The IDA tool is to translate the binary machine code of the binary file into assembly code. This process is also called disassembly. There is also a concept of reverse engineering, which is to reversely deduce the source code implementation of the program through assembly code.
For how to use IDA, you can check out my previous articles:
Detailed explanation of the use of IDA disassembly tools https://blog.csdn.net/chenlycly/article/details/120635120 Use IDA to view the assembly code context to assist in troubleshooting C++ software exceptions https://blog.csdn.net/chenlycly/article/ details/128942626
3. Summary
The functions and uses of some commonly used software analysis tools are described in detail above, and relevant problem example analysis articles are given, which have certain practical reference value. Master these commonly used software analysis tools, when you encounter problems, you can have more means and ideas, and you can use a variety of methods to locate problems quickly and efficiently.

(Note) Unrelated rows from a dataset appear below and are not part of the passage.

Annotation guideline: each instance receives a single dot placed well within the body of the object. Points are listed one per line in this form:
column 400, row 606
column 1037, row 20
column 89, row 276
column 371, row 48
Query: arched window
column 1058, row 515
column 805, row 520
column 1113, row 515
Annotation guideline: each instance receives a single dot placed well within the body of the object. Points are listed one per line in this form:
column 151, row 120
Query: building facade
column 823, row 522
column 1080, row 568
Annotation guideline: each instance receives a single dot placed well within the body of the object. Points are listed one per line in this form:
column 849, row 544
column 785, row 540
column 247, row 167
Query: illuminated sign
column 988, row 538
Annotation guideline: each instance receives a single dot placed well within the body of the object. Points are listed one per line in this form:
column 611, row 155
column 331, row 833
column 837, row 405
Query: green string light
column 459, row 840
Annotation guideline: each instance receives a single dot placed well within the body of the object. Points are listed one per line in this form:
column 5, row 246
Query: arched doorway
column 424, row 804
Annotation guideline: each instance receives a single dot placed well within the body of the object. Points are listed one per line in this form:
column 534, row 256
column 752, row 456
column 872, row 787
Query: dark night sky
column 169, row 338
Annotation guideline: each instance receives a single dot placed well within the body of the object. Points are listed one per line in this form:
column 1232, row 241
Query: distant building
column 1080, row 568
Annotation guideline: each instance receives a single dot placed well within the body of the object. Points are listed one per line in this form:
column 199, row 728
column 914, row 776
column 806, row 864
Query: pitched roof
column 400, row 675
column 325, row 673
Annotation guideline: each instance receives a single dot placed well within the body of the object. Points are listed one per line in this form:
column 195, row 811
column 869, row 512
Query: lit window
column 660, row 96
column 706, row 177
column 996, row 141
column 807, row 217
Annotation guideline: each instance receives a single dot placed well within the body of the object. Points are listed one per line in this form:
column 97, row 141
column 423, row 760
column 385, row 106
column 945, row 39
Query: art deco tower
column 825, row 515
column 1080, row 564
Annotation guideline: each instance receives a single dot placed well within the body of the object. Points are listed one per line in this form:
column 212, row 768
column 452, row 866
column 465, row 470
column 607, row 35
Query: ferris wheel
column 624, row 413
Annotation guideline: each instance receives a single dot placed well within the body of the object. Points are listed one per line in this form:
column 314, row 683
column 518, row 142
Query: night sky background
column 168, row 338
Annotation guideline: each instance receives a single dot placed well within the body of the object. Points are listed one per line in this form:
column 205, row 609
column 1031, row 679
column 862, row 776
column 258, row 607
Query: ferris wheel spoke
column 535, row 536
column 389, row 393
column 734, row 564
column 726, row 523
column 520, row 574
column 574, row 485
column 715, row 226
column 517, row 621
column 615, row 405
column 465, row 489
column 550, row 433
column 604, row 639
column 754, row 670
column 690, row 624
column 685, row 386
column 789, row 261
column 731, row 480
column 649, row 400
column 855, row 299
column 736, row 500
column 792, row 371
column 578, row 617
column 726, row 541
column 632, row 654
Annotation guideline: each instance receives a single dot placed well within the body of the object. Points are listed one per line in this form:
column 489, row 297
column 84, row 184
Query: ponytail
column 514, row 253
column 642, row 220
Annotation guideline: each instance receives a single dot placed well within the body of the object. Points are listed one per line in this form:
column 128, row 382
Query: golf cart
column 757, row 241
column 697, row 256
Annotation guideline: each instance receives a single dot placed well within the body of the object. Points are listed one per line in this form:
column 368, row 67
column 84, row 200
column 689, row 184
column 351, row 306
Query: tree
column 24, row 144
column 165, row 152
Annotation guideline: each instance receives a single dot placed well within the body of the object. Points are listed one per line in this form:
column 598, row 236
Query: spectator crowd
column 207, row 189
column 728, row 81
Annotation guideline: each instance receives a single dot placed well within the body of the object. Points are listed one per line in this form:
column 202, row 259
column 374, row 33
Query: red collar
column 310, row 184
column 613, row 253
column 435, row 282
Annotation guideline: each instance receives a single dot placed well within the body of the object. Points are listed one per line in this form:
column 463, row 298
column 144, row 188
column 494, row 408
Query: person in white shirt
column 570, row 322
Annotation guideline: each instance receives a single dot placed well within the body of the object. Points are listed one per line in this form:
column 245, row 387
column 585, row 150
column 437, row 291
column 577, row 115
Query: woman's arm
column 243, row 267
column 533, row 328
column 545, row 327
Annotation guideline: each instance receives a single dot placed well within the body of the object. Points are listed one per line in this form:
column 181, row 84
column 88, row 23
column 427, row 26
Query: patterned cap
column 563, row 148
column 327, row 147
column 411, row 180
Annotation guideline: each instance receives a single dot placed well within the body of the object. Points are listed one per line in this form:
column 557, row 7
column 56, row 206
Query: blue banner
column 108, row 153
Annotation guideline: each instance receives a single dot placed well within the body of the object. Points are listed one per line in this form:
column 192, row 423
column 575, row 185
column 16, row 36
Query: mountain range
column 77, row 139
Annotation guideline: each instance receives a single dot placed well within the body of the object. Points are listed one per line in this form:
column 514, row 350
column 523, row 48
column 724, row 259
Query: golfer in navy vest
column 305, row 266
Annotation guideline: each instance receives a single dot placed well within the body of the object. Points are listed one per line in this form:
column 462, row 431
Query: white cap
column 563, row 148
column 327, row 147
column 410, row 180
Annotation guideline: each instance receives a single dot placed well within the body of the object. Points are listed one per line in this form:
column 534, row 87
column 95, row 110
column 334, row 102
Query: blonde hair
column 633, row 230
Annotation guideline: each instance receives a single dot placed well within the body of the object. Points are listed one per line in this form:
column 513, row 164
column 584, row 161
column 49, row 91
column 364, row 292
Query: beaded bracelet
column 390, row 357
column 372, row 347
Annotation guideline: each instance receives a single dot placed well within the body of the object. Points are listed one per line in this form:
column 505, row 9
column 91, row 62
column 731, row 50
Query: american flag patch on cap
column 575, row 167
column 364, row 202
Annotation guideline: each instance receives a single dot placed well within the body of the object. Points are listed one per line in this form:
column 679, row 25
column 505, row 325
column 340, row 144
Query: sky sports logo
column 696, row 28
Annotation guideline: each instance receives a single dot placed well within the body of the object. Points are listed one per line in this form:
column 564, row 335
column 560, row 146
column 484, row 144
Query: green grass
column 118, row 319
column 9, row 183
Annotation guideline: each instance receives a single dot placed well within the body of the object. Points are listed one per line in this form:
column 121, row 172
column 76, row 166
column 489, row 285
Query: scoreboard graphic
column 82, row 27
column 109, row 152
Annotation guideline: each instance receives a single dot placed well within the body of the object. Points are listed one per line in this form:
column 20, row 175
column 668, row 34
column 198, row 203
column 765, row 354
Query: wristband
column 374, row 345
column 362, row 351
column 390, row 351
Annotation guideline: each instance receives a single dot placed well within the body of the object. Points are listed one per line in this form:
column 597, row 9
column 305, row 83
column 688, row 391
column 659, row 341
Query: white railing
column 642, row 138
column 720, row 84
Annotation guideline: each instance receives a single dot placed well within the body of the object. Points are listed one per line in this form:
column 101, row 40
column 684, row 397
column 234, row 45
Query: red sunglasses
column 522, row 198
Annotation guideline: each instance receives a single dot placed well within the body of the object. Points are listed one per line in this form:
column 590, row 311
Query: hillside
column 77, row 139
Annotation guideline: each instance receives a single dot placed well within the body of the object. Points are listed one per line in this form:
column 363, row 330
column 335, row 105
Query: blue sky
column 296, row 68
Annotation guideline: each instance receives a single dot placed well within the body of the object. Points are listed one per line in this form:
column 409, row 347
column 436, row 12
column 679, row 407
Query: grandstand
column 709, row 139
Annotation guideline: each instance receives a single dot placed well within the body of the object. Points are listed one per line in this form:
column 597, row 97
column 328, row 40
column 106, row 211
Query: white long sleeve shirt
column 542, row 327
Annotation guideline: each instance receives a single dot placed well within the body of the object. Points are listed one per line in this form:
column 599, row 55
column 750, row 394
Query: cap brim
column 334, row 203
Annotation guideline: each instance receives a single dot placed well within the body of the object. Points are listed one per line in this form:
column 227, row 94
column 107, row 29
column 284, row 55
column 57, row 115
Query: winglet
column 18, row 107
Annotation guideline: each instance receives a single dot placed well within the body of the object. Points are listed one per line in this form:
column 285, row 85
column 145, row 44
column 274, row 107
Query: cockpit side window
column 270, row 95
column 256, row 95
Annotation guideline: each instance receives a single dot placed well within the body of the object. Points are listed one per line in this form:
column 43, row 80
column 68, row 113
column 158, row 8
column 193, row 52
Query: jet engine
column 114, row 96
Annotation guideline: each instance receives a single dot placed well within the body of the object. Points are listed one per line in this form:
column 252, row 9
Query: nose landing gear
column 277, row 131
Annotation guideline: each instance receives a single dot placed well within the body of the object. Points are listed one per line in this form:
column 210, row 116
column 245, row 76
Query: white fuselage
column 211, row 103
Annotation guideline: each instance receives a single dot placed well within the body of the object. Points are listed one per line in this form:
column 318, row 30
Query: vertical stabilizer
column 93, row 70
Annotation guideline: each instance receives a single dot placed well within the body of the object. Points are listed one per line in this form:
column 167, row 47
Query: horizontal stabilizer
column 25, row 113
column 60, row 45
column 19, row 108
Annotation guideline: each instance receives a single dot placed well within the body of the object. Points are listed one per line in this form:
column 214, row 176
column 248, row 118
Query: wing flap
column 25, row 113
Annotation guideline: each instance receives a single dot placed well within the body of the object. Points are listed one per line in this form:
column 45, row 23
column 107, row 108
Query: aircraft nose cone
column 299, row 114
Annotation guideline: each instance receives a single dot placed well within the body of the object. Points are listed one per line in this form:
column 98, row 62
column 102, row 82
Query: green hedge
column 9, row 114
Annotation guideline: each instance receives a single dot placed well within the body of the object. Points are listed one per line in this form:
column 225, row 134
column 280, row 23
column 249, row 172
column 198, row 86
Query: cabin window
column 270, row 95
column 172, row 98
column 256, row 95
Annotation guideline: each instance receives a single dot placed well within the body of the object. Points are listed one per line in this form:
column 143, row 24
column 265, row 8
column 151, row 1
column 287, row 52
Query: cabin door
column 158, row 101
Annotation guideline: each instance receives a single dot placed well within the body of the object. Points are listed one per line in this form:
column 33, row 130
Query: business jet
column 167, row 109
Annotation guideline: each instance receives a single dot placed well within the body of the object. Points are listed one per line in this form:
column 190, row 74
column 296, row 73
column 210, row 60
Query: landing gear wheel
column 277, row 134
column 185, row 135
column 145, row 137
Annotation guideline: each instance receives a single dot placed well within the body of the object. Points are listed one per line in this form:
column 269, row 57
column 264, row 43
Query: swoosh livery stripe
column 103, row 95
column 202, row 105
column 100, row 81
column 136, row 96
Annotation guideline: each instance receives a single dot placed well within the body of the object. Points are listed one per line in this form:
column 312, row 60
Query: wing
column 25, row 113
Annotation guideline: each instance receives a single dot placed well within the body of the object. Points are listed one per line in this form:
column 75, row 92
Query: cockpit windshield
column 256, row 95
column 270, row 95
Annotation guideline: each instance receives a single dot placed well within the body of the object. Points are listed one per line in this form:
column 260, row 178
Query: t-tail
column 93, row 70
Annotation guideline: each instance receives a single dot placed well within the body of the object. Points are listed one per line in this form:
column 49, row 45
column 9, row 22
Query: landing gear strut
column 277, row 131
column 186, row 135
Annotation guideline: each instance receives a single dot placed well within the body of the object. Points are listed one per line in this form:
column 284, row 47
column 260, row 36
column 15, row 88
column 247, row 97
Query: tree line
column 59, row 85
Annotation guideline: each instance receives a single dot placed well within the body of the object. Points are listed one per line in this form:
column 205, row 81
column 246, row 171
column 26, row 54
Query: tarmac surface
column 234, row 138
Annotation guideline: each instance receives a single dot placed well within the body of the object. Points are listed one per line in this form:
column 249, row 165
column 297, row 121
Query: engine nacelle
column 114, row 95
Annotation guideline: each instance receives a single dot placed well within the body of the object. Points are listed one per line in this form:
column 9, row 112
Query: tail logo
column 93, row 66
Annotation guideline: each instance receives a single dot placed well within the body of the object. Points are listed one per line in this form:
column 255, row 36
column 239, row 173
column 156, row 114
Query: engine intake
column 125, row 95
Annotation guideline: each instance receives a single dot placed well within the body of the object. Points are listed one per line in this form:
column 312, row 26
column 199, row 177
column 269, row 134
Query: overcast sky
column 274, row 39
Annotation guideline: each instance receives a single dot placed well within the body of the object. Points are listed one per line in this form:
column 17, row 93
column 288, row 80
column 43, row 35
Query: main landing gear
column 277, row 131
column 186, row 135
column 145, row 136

Do more, practice more! Growing up in problems, accumulating experience in problems, solving more problems, seeing more problem scenarios, enriching actual combat experience, and broadening the thinking of troubleshooting problems.
Interest is the greatest teacher, not so much interest as curiosity and thirst for knowledge. Curiosity (knowledge) is very important, and sometimes it is an invisible source of motivation. Whether it is learning technology or the use of learning tools, we all need to have a certain degree of curiosity. For example, how do others efficiently use these tools to troubleshoot problems (pay attention to the main points and details), and how is a certain function code implemented internally!
It may not be difficult to do one thing, but the difficulty lies in persistence; it may not be difficult to persist for a while, but the difficulty is to persist to the end! The learning of a technology requires continuous efforts and unremitting persistence. We need to do it manually, apply what we have learned to work practice, continue to practice in learning, and continue to learn in practice! In our long career, it is through many small events from quantitative change to qualitative change to achieve technological improvement.